C'est là un processus silencieux et intérieur. Il va de soi que pour parvenir progressivement à établir des relations d'union réelle entre véritables Compagnons, un double effort doit être poursuivi : a) un processus d'élimination et b) un processus d'assimilation. La base de cet effort doit être la Compassion et non les sentiments. Le sentiment-compréhension (c'est-à-dire celui qui découle du véritable entendement) se développe à mesure que le sentiment-émotion perd de sa force. Il faut donc acquérir la connaissance, faire des œuvres sur le plan pratique et commencer à assimiler ceux qui ont une position juste, et se désolidariser de ceux qui sont dans l'erreur et, ce faisant, subir un autre test qui nous attend au moment où ceux qui nous semblaient avoir raison s'égarent et vice versa, lorsque les êtres pleins de faiblesses se corrigent et parviennent à une attitude juste.
Développons donc la Compassion, c'est-à-dire le pouvoir du service éclairé par la véritable compréhension. Ne nous précipitons pas pour donner de l'aide avant de comprendre ; n'essayons pas d'expliquer avant de comprendre ; n'essayons pas de sacrifier avant de comprendre ; ne nous attachons pas avant de comprendre et ne repoussons pas avant de comprendre.
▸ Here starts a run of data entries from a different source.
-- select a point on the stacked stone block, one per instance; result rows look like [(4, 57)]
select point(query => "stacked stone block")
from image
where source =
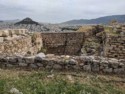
[(63, 43), (115, 46), (63, 63)]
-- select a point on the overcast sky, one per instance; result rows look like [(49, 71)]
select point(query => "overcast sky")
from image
[(59, 10)]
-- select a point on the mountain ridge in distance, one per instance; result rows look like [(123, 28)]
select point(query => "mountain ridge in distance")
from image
[(100, 20)]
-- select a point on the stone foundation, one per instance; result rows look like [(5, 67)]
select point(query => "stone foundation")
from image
[(69, 43), (115, 46), (63, 63), (19, 41)]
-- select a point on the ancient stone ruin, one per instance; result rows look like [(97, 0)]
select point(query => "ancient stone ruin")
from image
[(94, 50)]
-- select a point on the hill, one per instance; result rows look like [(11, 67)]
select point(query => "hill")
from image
[(27, 21), (101, 20)]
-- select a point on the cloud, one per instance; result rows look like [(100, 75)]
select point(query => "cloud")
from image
[(60, 10)]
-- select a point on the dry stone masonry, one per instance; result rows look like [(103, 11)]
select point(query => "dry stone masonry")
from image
[(19, 41), (66, 43), (115, 47), (73, 63), (22, 49)]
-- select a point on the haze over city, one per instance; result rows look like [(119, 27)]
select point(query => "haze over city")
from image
[(56, 11)]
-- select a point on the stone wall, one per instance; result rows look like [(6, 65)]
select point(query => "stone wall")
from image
[(115, 46), (69, 43), (63, 63), (19, 42)]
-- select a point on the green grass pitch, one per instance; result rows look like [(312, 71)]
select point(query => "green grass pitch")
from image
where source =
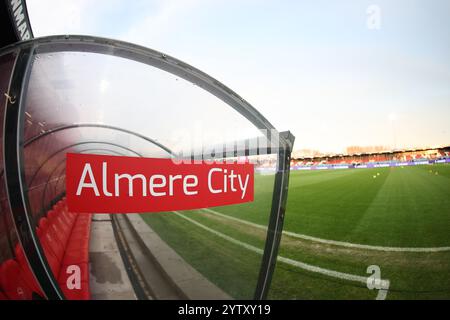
[(384, 207)]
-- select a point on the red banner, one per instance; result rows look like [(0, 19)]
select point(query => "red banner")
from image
[(112, 184)]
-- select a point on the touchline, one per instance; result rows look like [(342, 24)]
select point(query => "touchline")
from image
[(160, 185)]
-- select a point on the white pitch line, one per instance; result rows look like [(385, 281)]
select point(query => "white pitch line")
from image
[(334, 242), (295, 263)]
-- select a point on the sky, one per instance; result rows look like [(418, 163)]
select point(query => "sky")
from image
[(335, 73)]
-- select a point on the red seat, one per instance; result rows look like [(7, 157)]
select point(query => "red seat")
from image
[(52, 260), (12, 281), (26, 271), (2, 296), (77, 294)]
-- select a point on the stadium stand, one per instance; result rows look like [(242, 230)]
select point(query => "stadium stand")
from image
[(64, 237), (378, 158)]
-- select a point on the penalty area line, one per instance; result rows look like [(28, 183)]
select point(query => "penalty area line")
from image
[(384, 284), (334, 242)]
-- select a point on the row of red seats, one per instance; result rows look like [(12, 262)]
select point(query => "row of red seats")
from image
[(64, 237)]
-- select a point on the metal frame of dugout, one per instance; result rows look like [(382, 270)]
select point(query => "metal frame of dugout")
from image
[(14, 143)]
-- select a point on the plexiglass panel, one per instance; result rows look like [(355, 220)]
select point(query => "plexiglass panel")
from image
[(82, 102)]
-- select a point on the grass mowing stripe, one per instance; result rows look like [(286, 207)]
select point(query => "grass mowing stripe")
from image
[(304, 266), (333, 242)]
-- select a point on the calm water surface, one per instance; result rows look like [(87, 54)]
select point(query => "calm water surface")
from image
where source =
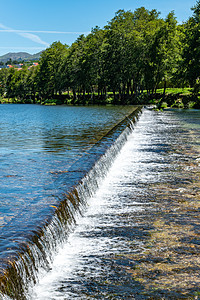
[(38, 143), (92, 263)]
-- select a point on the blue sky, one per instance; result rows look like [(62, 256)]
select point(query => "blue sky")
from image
[(32, 25)]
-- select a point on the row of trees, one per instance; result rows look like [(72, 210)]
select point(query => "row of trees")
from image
[(135, 51)]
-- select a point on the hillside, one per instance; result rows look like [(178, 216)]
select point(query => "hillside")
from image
[(19, 56)]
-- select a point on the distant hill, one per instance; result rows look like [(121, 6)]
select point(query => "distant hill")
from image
[(19, 56)]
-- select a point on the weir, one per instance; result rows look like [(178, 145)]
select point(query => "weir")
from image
[(76, 185)]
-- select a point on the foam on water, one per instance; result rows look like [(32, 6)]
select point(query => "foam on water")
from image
[(87, 240)]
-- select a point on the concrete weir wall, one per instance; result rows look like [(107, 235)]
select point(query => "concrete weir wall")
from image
[(36, 249)]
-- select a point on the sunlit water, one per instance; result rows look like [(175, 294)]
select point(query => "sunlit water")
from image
[(88, 265), (39, 144)]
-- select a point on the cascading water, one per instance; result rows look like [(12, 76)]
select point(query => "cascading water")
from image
[(37, 254)]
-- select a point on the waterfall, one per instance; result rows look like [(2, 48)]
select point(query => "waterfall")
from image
[(86, 176)]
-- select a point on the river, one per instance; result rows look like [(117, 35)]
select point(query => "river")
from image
[(137, 236)]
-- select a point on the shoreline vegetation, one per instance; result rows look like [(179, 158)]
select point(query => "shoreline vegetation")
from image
[(138, 58), (174, 98)]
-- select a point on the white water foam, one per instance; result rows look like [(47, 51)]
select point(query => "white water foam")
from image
[(106, 203)]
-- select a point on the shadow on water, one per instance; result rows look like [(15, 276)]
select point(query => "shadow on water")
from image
[(139, 236), (35, 246)]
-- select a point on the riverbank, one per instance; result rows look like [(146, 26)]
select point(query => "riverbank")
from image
[(173, 98)]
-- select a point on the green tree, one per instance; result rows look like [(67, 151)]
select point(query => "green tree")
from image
[(50, 70)]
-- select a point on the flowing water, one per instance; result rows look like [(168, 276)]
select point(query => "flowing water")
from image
[(92, 263), (96, 259)]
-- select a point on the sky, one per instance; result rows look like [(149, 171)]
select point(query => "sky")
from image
[(32, 25)]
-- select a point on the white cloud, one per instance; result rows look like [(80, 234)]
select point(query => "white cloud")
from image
[(27, 35), (34, 38), (42, 31)]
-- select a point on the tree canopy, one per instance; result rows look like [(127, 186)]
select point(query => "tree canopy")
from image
[(135, 51)]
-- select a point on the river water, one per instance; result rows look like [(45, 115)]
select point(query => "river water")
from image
[(93, 262), (97, 258)]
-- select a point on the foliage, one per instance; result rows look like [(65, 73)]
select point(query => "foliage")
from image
[(127, 61)]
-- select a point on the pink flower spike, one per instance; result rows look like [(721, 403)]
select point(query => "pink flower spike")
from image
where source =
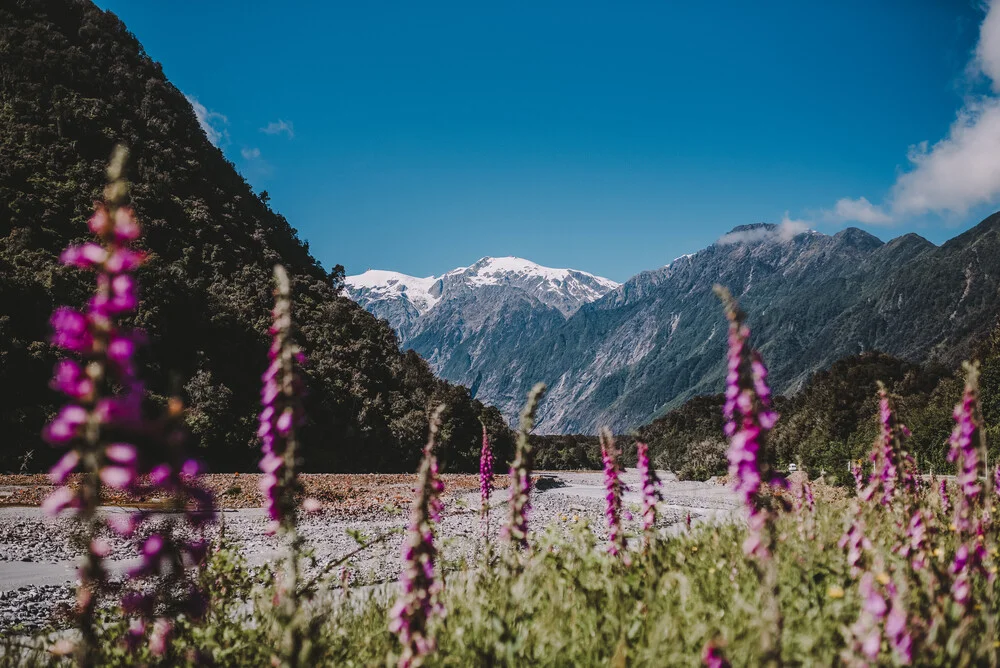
[(191, 468), (121, 453), (159, 638), (86, 256), (70, 379), (117, 477), (160, 475)]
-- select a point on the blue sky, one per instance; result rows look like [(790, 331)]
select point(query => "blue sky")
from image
[(608, 137)]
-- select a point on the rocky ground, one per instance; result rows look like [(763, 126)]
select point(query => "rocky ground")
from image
[(37, 554)]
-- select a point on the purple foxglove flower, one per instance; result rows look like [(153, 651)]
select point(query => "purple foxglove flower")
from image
[(70, 379), (748, 417), (117, 477), (613, 489), (281, 412), (651, 494), (159, 639), (712, 657), (87, 256), (856, 542), (160, 475), (485, 484), (418, 604), (965, 444), (122, 453), (867, 630), (943, 493)]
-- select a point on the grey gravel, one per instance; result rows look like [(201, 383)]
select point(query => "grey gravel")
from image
[(37, 553)]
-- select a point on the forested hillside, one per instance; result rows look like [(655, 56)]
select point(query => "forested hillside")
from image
[(833, 419), (73, 83)]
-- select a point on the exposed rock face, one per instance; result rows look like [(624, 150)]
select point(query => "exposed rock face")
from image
[(659, 339)]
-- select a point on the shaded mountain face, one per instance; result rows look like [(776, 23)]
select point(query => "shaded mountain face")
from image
[(659, 339), (73, 83)]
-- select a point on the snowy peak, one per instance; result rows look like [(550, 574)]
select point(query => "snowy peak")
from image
[(379, 285), (564, 289)]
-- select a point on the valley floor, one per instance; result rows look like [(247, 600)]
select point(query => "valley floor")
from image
[(37, 557)]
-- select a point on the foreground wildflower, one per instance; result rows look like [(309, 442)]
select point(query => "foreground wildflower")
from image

Ne soyons pas guidés par les sentiments, aussi nobles puissent-ils sembler, mais essayons de les comprendre. Le Repos et la Béatitude vont de pair ; ils sont nés de la véritable compréhension. Partout où il y a turbulence, intérieure ou extérieure, du corps ou du mental, et chaque fois qu'elle prévaut, la Compassion ne peut se manifester parce qu'à ce moment la compréhension est absente. L'équilibre du mental, l'absence d'agitation du cerveau et des sens sont une réflexion de cette Paix intérieure qui est Compassion, compréhension et aide à tous les êtres. Ne pensons pas que ceci est au-delà de notre portée : lentement et graduellement nous toucherons à ce but.
B.P. Wadia.
[Traduction d'un article paru dans la revue The Theoso-phical Movement, Vol. XXV, p. 237.] Cahier Théosophique n°137, © Textes Théosophiques.